Project Summary Listeria monocytogenes (Lm) is a facultative gram-positive intracellular bacterium that causes infection in humans via ingestion of contaminated food. Severe infection can occur in elderly and immunocompromised patients well as in pregnant women and neonates. Infection can lead to meningitis, meningoencephalitis, brain abscess, and, for pregnant women, abortion, still-birth, and disseminated fetal infection. The high mortality rate of invasive Lm disease despite antibiotic treatment highlights the need for new effective therapeutic strategies for managing Lm infections. Previous studies have shown that distinct isolates of Lm can exhibit different tissue tropisms, resulting in the acquisition of novel target organ replication niches. A clinical Lm isolate, 07PF0776, was found to have an enhanced ability to target cardiac tissue based on amino acid variations present within InlB, a bacterial surface protein associated with host cell invasion. These amino acid variations appear to increase stability and promote binding to host surface heparin sulfate moieties, which results in recruitment of InlB to the host cell surface and stimulation of Met, the receptor bound by InlB. The Met receptor is abundantly expressed by placental tissue and is required for embryonic and placental development. Preliminary data has shown at least two Lm cardiotropic strains expressing the InlB variant exhibit significantly enhanced vertical transmission. We hypothesize that modification of InlB can expand the tissue repertoire of Lm and enhance invasion through the manipulation of Met signaling pathways, leading to increased rates of fetal transmission. The specific aims of this proposal will undertake a functional assessment of Lm InlB variant strains to examine their efficacy of vertical transmission as well as determine the mechanisms by which overexpression and/or increased stability of InlB increases vertical transmission. Aim 1 will undertake a functional assessment of cardiotropic strains for efficiency of vertical transmission to define and identify strains of Lm that pose an enhanced risk for fetal disease. Aim 2 will determine the mechanisms by which overexpression of InlB increases Lm vertical transmission. These studies will thus clarify how select Lm isolates gain access with high efficiency to placental/fetal tissues to cause devastating forms of neonatal disease and death.

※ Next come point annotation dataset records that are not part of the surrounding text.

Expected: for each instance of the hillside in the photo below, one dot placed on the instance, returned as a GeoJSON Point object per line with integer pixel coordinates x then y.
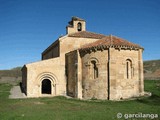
{"type": "Point", "coordinates": [152, 70]}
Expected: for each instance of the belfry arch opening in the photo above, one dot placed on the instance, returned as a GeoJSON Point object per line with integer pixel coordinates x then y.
{"type": "Point", "coordinates": [46, 86]}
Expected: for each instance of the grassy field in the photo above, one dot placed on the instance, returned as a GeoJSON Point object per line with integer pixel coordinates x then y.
{"type": "Point", "coordinates": [61, 108]}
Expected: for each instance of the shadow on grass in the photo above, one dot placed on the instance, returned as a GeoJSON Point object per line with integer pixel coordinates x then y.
{"type": "Point", "coordinates": [152, 100]}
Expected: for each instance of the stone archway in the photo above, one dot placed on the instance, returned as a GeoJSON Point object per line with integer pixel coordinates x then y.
{"type": "Point", "coordinates": [46, 87]}
{"type": "Point", "coordinates": [47, 84]}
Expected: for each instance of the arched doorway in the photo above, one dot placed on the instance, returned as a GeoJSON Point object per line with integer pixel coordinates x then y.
{"type": "Point", "coordinates": [46, 86]}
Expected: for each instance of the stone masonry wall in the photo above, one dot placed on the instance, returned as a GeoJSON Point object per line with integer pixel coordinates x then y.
{"type": "Point", "coordinates": [96, 88]}
{"type": "Point", "coordinates": [120, 86]}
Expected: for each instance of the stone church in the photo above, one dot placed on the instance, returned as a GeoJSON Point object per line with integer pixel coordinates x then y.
{"type": "Point", "coordinates": [86, 65]}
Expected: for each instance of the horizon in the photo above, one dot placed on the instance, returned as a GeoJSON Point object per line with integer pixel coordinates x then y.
{"type": "Point", "coordinates": [29, 27]}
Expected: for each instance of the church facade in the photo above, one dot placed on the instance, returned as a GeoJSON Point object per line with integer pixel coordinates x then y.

项目摘要单核细胞增生李斯特菌（LM）是一种兼性革兰氏阳性细胞内细菌，导致通过摄入受污染的食物而在人类中感染。老年人可能发生严重的感染免疫功能低下的患者和孕妇和新生儿一样。感染会导致脑膜炎，脑膜脑炎，脑脓肿，以及孕妇，流产，仍然出生和传播胎儿感染。尽管抗生素，但侵入性LM疾病的死亡率很高治疗强调了需要新的有效治疗策略来管理LM感染。先前的研究表明，不同的LM分离株可以表现出不同的组织偏见，从而在获取新型目标器官复制壁ni。发现临床LM分离株，07pf0776 根据存在的氨基酸变化，具有增强的靶向心脏组织的能力 INLB，一种与宿主细胞浸润有关的细菌表面蛋白。这些氨基酸的变化似乎增加了稳定性并促进与宿主表面硫酸肝素部分的结合，该部分结果导致INLB募集到宿主细胞表面并刺激MET，受体约束 inlb。 MET受体通过胎盘组织大量表达，并且需要胚胎和胎盘发展。初步数据至少显示了表达的两个LM心脏菌株 INLB变体显示出显着增强的垂直传输。我们假设修改 INLB可以扩大LM的组织库，并通过操纵MET增强侵袭信号通路，导致胎儿传播速率增加。该提议的具体目的将对LM INLB变体菌株进行功能评估，以检查其垂直的功效传输以及确定过表达和/或增加稳定性的机制 INLB的垂直传输增加。 AIM 1将对心脏的功能评估进行功能评估垂直传输效率的应变，以定义和识别构成LM的菌株增加了胎儿疾病的风险。 AIM 2将确定过表达的机制 INLB增加了LM垂直传输。因此，这些研究将阐明选择的LM分离株如何获得效率高的胎盘/胎儿组织访问会引起毁灭性的新生儿疾病形式和死亡。